El cuerpo es, en verdad, el territorio político de lucha por excelencia: en el de “El Nano” se cifra no sólo la tortura sino también el cuerpo que da un testimonio implacable en cada manifestación a la que se suma en cada discusión en la que participa: si el cuerpo ha sido precisamente el gran tema de cualquier “literatura del yo”, en este relato sin pretensiones literarias –o, mejor, con las justas para hacer del relato algo coherente, estructurado, pero claro: sobrio como los paisajes de la Patagonia– es la puesta en presencia radical de un momento que sigue operando políticamente en nuestros días; por eso el afán de insertar al final del libro detalles con respecto a los procesos de cada uno de los responsables de la sustracción de Balbo.

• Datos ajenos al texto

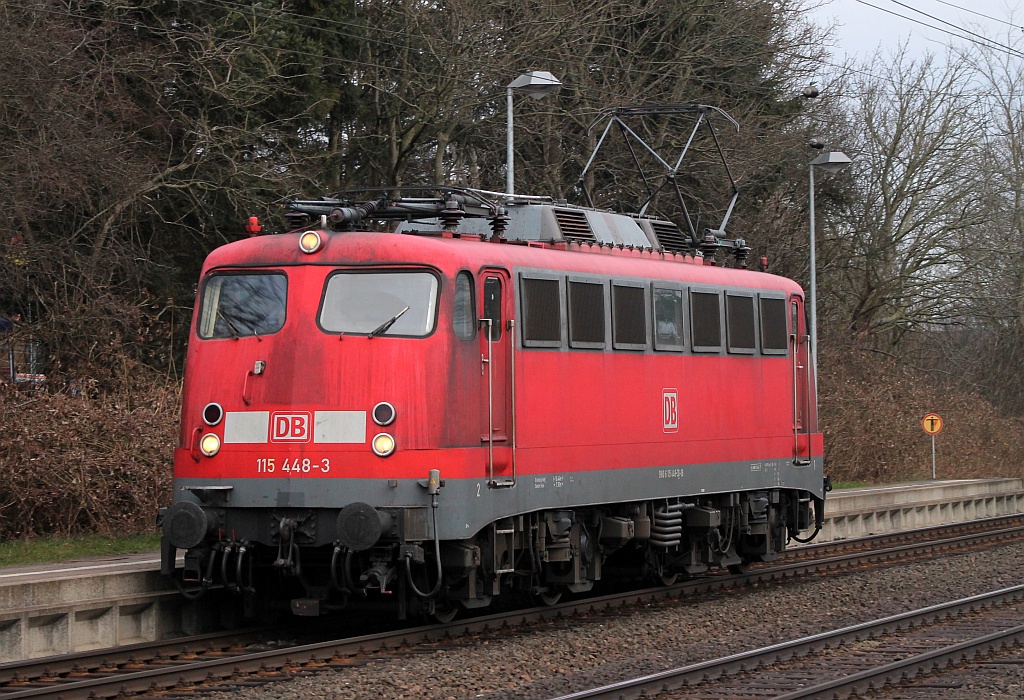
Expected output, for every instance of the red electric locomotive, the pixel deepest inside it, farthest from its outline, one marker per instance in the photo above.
(502, 394)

Un maestro de Saccomanno es un relato que cuesta leerlo como literatura o, mejor, que cuesta pensarlo bajo la idea de la literatura como reflejo mimético o institución burguesa tranquilizadora, en la medida en que se plantea desde la más absoluta literalidad (movimiento que, en efecto, es propio de más de una obra de los últimos años); como Walsh, como tantos escritores latinoamericanos que no dejan de trabajar con lo sucedido en nuestro territorio en los últimos años, les caben muy bien las primeras líneas de aquel cuento de Roberto Bolaño, “El ojo Silva”, relato cargado del mismo afán testimonial, si se quiere, de la misma urgencia: “... de la violencia, de la verdadera violencia, no se puede escapar”.